# 01 - EDA
Proposito: cargar datos y generar estadisticos y graficos basicos.

Inputs:
- `config/project.json`
- CSV en `cfg["data_csv_path"]`

Outputs esperados:
- `outputs/figures/hist_var.png`
- `outputs/figures/qq_var.png`
- `outputs/figures/xy_scatter.png`


### 1. Project setup


In [None]:
import os, sys, json, glob
from IPython.display import Image, display

PROJECT_ROOT = os.path.abspath(os.path.join(os.getcwd(), ".."))
if os.path.basename(os.getcwd()) == "notebooks":
    os.chdir(PROJECT_ROOT)
else:
    PROJECT_ROOT = os.getcwd()
    os.chdir(PROJECT_ROOT)

if PROJECT_ROOT not in sys.path:
    sys.path.insert(0, PROJECT_ROOT)

print("PROJECT_ROOT:", PROJECT_ROOT)
print("CWD:", os.getcwd())

from src.io_utils import read_csv_robust, standardize_columns, coerce_numeric
from src.eda import apply_topcut, basic_stats, plot_hist, plot_qq, plot_xy_scatter
from src.make_demo_data import make_demo_csv


### 2. Load config


In [None]:
cfg_path = "config/project.json"
print("Config:", os.path.abspath(cfg_path))
with open(cfg_path, "r", encoding="utf-8") as f:
    cfg = json.load(f)

print("Data CSV:", cfg["data_csv_path"])
mapping = {
    "x": cfg["columns"].get("x"),
    "y": cfg["columns"].get("y"),
    "z": cfg["columns"].get("z"),
    "var": cfg["columns"].get("variable_objetivo"),
    "domain": cfg["columns"].get("domain"),
}
print("Column mapping:", mapping)


### 3. Load data


In [None]:
if not os.path.exists(cfg["data_csv_path"]):
    make_demo_csv(cfg["data_csv_path"])

df_raw = read_csv_robust(cfg["data_csv_path"])
df = standardize_columns(df_raw, mapping)
df.replace(cfg.get("nodata_values", []), None, inplace=True)
coerce_numeric(df, ["x", "y", "z", "var"])

rows_before = len(df)
df.dropna(subset=["x", "y", "var"], inplace=True)
rows_after = len(df)
removed_pct = 0.0 if rows_before == 0 else (rows_before - rows_after) * 100.0 / rows_before

print("Shape raw:", df_raw.shape, "clean:", df.shape)
print("Dtypes:
", df.dtypes)
print("Rows removed (%):", f"{removed_pct:.2f}")
print("X range:", (df["x"].min(), df["x"].max()))
print("Y range:", (df["y"].min(), df["y"].max()))
if "z" in df.columns and df["z"].notna().any():
    print("Z range:", (df["z"].min(), df["z"].max()))
else:
    print("Z range: n/a")


### 4. EDA


In [None]:
if cfg.get("topcut", {}).get("enabled") and cfg.get("topcut", {}).get("high"):
    df = apply_topcut(df, "var", float(cfg["topcut"]["high"]))

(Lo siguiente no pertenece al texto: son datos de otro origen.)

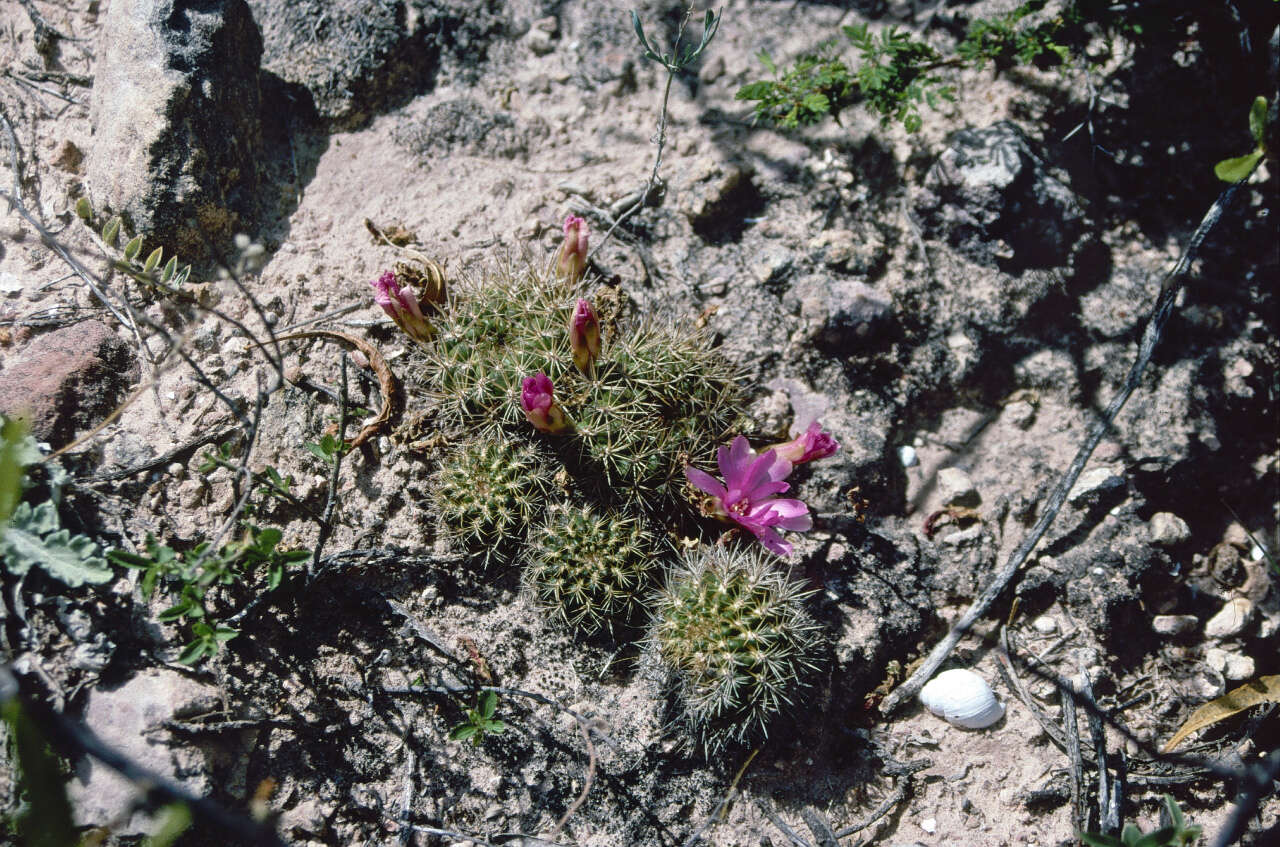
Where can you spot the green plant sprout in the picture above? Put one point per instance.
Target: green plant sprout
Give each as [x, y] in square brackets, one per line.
[1233, 170]
[896, 73]
[1174, 832]
[149, 270]
[193, 575]
[480, 720]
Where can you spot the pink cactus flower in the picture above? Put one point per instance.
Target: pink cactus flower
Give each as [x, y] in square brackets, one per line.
[748, 495]
[812, 444]
[538, 399]
[402, 307]
[572, 255]
[584, 335]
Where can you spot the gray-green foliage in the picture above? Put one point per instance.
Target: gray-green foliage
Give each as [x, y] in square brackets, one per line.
[35, 538]
[489, 491]
[735, 631]
[589, 568]
[657, 398]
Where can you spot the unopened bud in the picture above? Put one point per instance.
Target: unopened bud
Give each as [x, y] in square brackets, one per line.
[584, 335]
[538, 401]
[572, 257]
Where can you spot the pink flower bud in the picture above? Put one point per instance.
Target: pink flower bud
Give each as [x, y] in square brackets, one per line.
[402, 307]
[812, 444]
[572, 256]
[536, 397]
[584, 335]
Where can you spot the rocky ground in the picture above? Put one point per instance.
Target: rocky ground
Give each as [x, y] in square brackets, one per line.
[955, 305]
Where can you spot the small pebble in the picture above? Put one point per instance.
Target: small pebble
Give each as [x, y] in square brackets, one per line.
[1171, 625]
[1168, 530]
[1045, 625]
[1093, 484]
[1233, 665]
[1230, 621]
[956, 488]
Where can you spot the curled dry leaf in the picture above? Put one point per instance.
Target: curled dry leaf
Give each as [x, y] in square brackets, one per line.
[1251, 694]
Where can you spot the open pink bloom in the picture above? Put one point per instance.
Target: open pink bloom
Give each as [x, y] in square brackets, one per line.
[538, 399]
[812, 444]
[748, 493]
[402, 307]
[584, 335]
[572, 256]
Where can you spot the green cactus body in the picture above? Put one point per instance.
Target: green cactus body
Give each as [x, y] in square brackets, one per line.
[489, 491]
[592, 569]
[736, 632]
[657, 398]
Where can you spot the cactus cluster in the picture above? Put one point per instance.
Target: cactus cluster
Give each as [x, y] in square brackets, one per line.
[654, 399]
[620, 415]
[488, 491]
[735, 630]
[590, 568]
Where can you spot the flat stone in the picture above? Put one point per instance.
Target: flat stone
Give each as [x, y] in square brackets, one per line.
[1233, 665]
[1095, 484]
[1168, 530]
[67, 379]
[956, 488]
[1230, 621]
[129, 718]
[1174, 625]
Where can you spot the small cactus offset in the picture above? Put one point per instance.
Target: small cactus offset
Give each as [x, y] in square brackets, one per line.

stats = basic_stats(df["var"])
print(stats)

os.makedirs("outputs/figures", exist_ok=True)
plot_hist(df["var"], "outputs/figures/hist_var.png")
plot_qq(df["var"], "outputs/figures/qq_var.png")
plot_xy_scatter(df, "x", "y", "var", "outputs/figures/xy_scatter.png", color_by="domain")


### 5. Artifacts generated


In [None]:
figure_paths = sorted(glob.glob("outputs/figures/*.png"))
table_paths = sorted(glob.glob("outputs/tables/*.csv"))
model_paths = sorted(glob.glob("outputs/models/*"))

print("Figures:", [os.path.abspath(p) for p in figure_paths])
print("Tables:", [os.path.abspath(p) for p in table_paths])
print("Models:", [os.path.abspath(p) for p in model_paths])

for p in figure_paths:
    display(Image(filename=p))